Et que vous n'auriez aucune chance de lire si je n'étais pas là, conservateur minutieux, perfectionniste, de notre correspondance, gardien de cette mémoire équine qui a tout à envier à celle de l'éléphant, protecteur jaloux de ce talent stocké que je souhaite voir diffuser au plus grand nombre, surtout si ça peut m'éviter d'écrire un billet digne de ce nom...

Fatigué de sentir sur sa nuque le froid et l'humidité de cette putain de bruine qui n'en finirait donc jamais, Frank Shuyard releva le col rapiécé de son pardessus, si usé que même une datation au carbone 14 serait impuissante à en estimer la date de fabrication. Décidément, sale affaire que celle-là. Il repassait sans cesse en revue dans sa tête les éléments de cette étrange invasion de mille-pattes. Des jours et des jours à se torturer les méninges jusqu'à s'en claquer les synapses, mais nada. Et pourtant, Frank sentait la clé de l'énigme toute proche, là, à portée de main, si seulement le shit et le bourbon n'avaient pas fini par transformer sa matière grise en vieille bouse de yack desséchée.

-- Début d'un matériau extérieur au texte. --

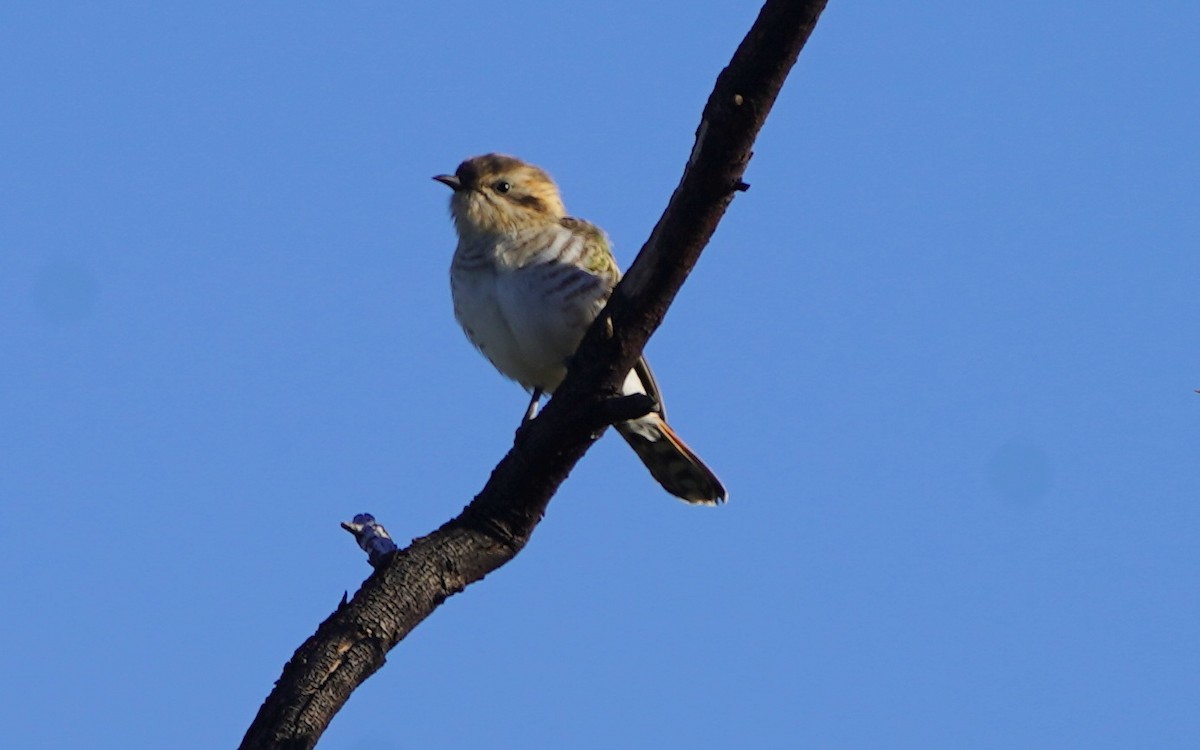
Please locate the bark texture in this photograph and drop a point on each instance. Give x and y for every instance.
(353, 642)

Arrivé dans son bureau, seule l'attendait une pile de factures aux allures pisanes. Les pépées, belles à vous couper le souffle et tout en rotondités, qui viennent vous supplier de les aider, ça n'existe que dans les romans policiers à trente cents. Lui, sa seule affaire depuis deux mois, c'était une délégation de bouseux de Plouc-Ville qui étaient venus la lui soumettre, achevant de flinguer la moquette pisseuse avec leurs bottes encrottées de fumier. Et bientôt, ce serait son compte en banque qui serait à son tour flingué s'il n'arrivait pas à résoudre fissa cette affaire de mille-pattes. Damned ! Fallait-il qu'il soit tombé bien bas pour accepter ce genre d'enquêtes animalières !

Désemparé, Frank Shuyard ne trouvait pas la motivation pour se mettre au boulot. Il préféra penser à la soirée minable qui l'attendait, seul à siroter de la bière tiède devant son poste de télévision. N'importe quoi pour se gaver l'esprit de conneries, plutôt que de rester à gamberger sur son existence de sous-sous-merde : la tentation de prendre son flingue pour se composter la boîte crânienne serait trop forte. Il sortit le Télé Z de sa poche, commença à feuilleter, allant même, dans son blues, jusqu'à lire les blagues éculées envoyées par les lecteurs.

Quand tout à coup, au détour d'une page, il eut le flash : "les iules ! les iules ! Bloody Hell, mais c'est bien sûr !" (il avait beaucoup regardé "les cinq dernières minutes" dans sa jeunesse). Vite, il n'était pas trop tard. Il ramassa son flingue et sortit précipitamment. Chemin faisant, il maudissait sa lenteur d'esprit, la solution crevait pourtant les yeux. "Les iules ! Les iules !" grommelait-il encore chemin faisant.

C'était la grille de mots croisés de son programme de télévision qui lui avait asséné brutalement la vérité. "Vieille vache" en deux lettres, c'était "Io", bien sûr. Et verticalement, "mille-pattes" en quatre lettres, avec le "i" de "Io", c'était "iule" !!! Depuis le début, il avait oublié de se poser cette question pourtant essentielle : "à qui profite le crime ?" Et s'il y avait des personnes à qui profitait cette mystérieuse invasion d'iules, c'était bien le gang des cruciverbistes, ceux-là mêmes qui avaient détourné le cours de l'Aa dans l'Oô six mois plus tôt.

Il n'eut aucun mal à convaincre le commissaire de district. L'opération fut rondement menée : le soir même, les chefs du gang, Guy Brouty et Robert Scipion, dormaient derrière les grilles. Et ces grilles-là avaient beaucoup de cases noires.